Au Théâtre de la Ville, c’est une rencontre au sommet : Crystal Pite, figure majeure de la danse contemporaine et chorégraphe associée au Nederlands Dans Theater depuis 2008, et Simon McBurney, fondateur en 1983 de la compagnie Complicité et maitre d’un théâtre généreux. Entre eux, la voix de John Berger (1926-2017), écrivain et critique d’art britannique inclassable, à la fois marxiste et poète du sensible, dont l’esprit plane, théâtral, à travers une voix off à l’accent british impeccable.
Le dispositif privilégie le noir à la lumière, avec des incises et des néons du génial Tom Visse, la scénographie est somptueuse avec une boîte noire qui est aussi espace de projection au quatrième mur et sur le sol, et des parois qui se referment pour encadrer les danseurs. Il n’y a presque pas de musique (Bach et Debussy sont coupés net, le Lacrimosa de Mozart est effleuré), plutôt du son et du souffle et s’ils ne dansent pas toujours, les membres du NDT sont souvent tous en scène pour un effet de nombre marquant. Les projections et les voix off sont une invitation à entrer dans une machine infernale qui est censée nous expliquer le mal que nous nous faisons à nous-mêmes…
Finalement, tout se passe un peu comme dans le dessin animé d’Albert Barillé, mais sans les couleurs. On vous fait la liste, puis on vous fait le cours. C’est pédagogique, bien intentionné, exhaustif. Et complètement étouffant.
Figures in Extinction [1.0] ouvre sur «The List», cette énumération des animaux et éléments naturels en voie de disparition. L’esthétique est clinique : les visages se découpent et expriment souvent plus que les corps. Les solos animaliers ont quelque chose de baroque, plein de panache. Et c’est dans cette partie que la chorégraphie est la plus singulière et la plus créative. Le plafond et les murs fonctionnent comme des cadres, structurant l’espace tel un muséum d’histoire naturelle. Puis vient cette image à la fois forte et ridicule : les danseurs s’imbriquent, se contorsionnent pour mettre en mouvement un squelette d’animal disparu, un dinosaure, peut-être ?

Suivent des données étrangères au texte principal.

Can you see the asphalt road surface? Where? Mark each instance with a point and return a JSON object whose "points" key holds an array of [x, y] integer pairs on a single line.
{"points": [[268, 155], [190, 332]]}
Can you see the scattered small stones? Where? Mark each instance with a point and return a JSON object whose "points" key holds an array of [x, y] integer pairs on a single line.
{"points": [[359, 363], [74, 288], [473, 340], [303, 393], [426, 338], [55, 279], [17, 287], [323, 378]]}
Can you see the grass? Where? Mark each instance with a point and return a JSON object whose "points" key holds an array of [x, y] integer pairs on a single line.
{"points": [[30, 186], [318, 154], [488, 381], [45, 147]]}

Figures in Extinction [2.0], sous-titrée « But then you come to the humans », s’inspire de The Master and His Emissary d’Iain McGilchrist pour explorer le fonctionnement du cerveau. Une voix d’enfant en anglais traverse l’espace alors que le rideau s’ouvre sur les danseurs immobiles sur des chaises :« Pourquoi ils ne bougent pas ? » Question légitime. Les danseurs commencent à prendre des nouvelles du monde dans le son et la lumière de leurs téléphones portables. L’once d’humour passe vite et le cours de neurosciences commence, mimé par la chorégraphie, ponctué par des chorégraphies et tombant dans la question du rôle de la culture avec un duet un peu kitsch. La fin de cette partie a beau nous évoquer l’amour et la beauté, l’ensemble demeure didactique, et démonstratif et ne crée aucune émotion ou prise de conscience.

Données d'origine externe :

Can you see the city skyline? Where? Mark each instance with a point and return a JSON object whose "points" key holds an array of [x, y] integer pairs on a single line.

Figures in Extinction [3.0] : Requiem clôt la trilogie sur la mort et le deuil. Enfin, les costumes se colorent. Les danseuses et danseurs commencent par raconter leurs ancêtres, leurs voix off faisant écho. Ils sont interrompus. Surgi du noir, un lit d’hôpital apparaît avec, dedans, une mourante sous un drap blanc qui deviendra linceul. Les corps dansent autour, ballet funèbre et agité, mais sans émotion. S’ensuit un moment de comédie musicale, détaillant les quatre étapes de la dislocation du corps mort. Les mouvements se répètent et trahissent un épuisement du sujet.

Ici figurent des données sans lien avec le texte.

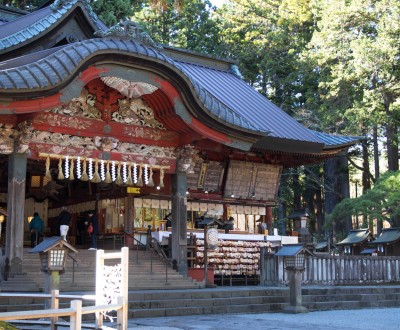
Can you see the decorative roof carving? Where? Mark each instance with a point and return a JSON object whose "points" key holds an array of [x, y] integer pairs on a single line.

Le projet demande donc demande aux danseuses et aux danseurs d’illustrer des idées plutôt que de laisser leurs corps s’exprimer. Chaque concept devient un exercice chorégraphique, chaque théorie une démonstration physique. Les danseurs du NDT, pourtant interprètes hors pair, sont réduits à mimer : l’extinction, le cerveau, la mort. Ils n’habitent pas ces questions, ils les présentent. La voix off, elle, ne laisse aucune place à l’interprétation. On nous montre l’extinction des espèces, on nous explique le cerveau, on nous décortique la mort. À aucun moment on ne nous laisse les éprouver. Il n’y a dans ce théâtre en mouvement, ni distanciation brechtienne ni catharsis, juste une pantomime sophistiquée qui tue son projet de secouer les consciences.
Et c’est peut-être ça, malheureusement, la vraie extinction du spectacle : celle de la responsabilité d’un public qui laisse les questions glisser.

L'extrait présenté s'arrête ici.